At the tip we got our first glimpse of Bardsey Island and took the requisite photos of our happy group. As soon as we started on the return route a little inland it started to rain. Soon the light rain became torrents of water, soaking all of us. Claudia and Neil managed to put on their rain pants but the rest of us didn’t have any with us and there was no shelter to be found. The rain ran down our waterproof jackets, soaked our long pants and filled our boots. We had no choice but to carry on, just as the Kiwis in New Zealand do, wet feet and all. Needless to say the return trip was a lot faster than the first half. We just walked the country roads right back to Aberdaron. The rain had stopped on the way back but I was cold. I stopped in a small cafe and had a hot pot of tea to warm me while the others ate their sandwiches outside the church. After finishing my tea I went inside one of the village Inns where the Andrews, Dunphys and Janet Schom were snug and warm, eating a great lunch after having toured the peninsula by car.

Feeling revived after my hot tea and a sandwich, Ray, and Cathy and I took a slightly longer trip back to Harlech. We stopped to see the little chapel of St Beuno in the village of Pistyll on the north coast. St Beuno, who died in 640 AD, was as important a religious figure to the Northern Welsh as St David was to the Southern Welsh. The chapel was a hospice for the sick and infirm. One window near the altar was sited so that lepers could see the service without entering. We entered the chapel to the pleasant smell of herbs and straw, strewn over the chapel floor to honour the harvest season.

Our last stop of the day was just outside Portmadog to visit the small fishing village of Borth Y Gest, the childhood home of our friend Kathy Greiner. We drove by a row of homes facing the small harbour, painted in gay colours for a filming several years ago for a series on the Welsh language. We found Kathy’s house on a terrace just above the main street and took a photo of her previous home for her.

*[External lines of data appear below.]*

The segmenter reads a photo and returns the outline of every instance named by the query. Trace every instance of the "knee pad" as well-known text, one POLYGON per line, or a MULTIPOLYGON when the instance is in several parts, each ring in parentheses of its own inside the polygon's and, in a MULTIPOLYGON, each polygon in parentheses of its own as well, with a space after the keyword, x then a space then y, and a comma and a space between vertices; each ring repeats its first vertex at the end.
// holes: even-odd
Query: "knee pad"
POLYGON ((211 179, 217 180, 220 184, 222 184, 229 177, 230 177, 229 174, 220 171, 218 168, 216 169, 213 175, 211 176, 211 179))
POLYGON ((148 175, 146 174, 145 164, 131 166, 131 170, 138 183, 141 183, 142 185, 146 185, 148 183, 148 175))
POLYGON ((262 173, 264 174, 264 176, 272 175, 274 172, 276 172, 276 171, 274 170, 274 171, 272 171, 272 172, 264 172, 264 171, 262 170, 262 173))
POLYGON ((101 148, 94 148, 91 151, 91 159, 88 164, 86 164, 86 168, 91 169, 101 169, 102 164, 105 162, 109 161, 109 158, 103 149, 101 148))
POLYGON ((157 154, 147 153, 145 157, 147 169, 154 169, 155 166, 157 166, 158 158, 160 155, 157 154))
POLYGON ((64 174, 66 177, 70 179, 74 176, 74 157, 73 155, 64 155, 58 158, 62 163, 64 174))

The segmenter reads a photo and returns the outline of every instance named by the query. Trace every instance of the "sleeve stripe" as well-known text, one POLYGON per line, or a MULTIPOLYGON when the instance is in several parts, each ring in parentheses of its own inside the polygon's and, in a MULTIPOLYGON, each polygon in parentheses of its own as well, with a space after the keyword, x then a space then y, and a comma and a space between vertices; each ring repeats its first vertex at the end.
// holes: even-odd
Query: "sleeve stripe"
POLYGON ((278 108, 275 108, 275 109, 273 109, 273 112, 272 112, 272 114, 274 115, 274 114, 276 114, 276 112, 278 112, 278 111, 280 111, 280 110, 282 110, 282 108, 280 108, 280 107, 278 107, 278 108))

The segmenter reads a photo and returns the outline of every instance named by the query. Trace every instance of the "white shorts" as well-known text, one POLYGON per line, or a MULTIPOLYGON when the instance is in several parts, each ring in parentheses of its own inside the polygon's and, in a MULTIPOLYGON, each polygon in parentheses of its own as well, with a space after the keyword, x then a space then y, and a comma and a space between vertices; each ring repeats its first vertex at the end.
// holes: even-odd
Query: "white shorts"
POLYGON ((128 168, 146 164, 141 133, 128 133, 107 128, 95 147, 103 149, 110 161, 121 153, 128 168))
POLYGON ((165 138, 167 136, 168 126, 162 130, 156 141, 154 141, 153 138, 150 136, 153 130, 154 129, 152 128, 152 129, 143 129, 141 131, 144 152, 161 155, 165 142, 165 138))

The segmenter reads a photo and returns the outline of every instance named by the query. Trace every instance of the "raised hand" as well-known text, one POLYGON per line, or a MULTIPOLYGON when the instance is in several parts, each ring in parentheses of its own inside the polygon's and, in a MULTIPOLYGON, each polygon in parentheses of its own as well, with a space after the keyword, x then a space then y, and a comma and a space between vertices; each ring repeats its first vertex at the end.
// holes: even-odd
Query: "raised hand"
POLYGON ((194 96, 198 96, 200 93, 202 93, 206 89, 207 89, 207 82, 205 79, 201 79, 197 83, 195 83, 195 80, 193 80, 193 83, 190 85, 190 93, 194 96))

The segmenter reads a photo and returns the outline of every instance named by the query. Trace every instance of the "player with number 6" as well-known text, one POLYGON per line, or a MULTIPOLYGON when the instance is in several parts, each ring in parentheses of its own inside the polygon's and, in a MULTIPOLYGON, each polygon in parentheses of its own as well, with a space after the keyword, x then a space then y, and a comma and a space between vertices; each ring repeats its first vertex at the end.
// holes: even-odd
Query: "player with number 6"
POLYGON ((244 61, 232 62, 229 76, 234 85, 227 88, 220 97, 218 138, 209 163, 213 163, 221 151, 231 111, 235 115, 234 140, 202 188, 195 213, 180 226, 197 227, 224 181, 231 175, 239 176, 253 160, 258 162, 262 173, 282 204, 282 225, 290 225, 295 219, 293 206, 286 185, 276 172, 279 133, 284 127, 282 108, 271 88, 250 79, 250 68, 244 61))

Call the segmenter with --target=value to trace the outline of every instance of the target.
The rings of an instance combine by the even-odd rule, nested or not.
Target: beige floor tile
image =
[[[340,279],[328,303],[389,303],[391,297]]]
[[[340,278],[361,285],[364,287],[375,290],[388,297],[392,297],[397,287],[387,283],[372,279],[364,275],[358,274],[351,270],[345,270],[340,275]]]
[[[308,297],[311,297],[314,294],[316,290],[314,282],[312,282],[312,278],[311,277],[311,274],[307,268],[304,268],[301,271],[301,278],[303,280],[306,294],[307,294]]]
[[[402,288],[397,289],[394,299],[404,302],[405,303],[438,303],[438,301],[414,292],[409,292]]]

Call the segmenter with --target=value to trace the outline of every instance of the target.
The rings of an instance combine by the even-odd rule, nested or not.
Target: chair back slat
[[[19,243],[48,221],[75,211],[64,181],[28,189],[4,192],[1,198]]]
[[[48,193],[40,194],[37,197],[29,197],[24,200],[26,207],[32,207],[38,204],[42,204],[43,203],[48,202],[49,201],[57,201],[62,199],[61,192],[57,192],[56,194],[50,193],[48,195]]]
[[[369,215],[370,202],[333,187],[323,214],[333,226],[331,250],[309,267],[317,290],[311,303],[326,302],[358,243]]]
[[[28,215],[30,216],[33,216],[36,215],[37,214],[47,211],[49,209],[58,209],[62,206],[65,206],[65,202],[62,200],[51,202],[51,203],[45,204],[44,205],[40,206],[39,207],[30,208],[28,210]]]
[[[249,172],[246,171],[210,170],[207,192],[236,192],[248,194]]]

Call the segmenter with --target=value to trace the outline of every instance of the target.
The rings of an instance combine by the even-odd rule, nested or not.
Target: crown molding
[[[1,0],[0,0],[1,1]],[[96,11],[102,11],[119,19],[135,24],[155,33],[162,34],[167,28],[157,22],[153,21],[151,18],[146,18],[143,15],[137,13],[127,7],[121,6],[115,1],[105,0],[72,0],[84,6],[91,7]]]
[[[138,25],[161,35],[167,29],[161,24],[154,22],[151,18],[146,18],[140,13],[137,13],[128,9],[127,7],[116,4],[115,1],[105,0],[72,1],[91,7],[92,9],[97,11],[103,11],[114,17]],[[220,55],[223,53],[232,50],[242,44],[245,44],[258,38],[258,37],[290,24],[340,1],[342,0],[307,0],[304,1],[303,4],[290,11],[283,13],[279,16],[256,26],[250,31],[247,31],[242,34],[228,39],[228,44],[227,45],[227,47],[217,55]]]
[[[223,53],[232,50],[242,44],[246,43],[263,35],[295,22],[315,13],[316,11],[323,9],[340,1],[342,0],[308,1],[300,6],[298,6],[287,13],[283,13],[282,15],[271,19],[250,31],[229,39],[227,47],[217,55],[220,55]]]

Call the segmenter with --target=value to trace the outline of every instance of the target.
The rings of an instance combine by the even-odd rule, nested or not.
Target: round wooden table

Now everyone has gone their separate ways, some continuing to tour, a few to return home. We all look forward to our next holiday together. Ray and I are in Istanbul, having arrived from Heathrow this afternoon, and are now in Marmara Hotel, very close to the Blue Mosque. We will be listening to the call to prayer several times a day. It was 31 C when we arrived, summer once more. We will not be wearing our woollies here!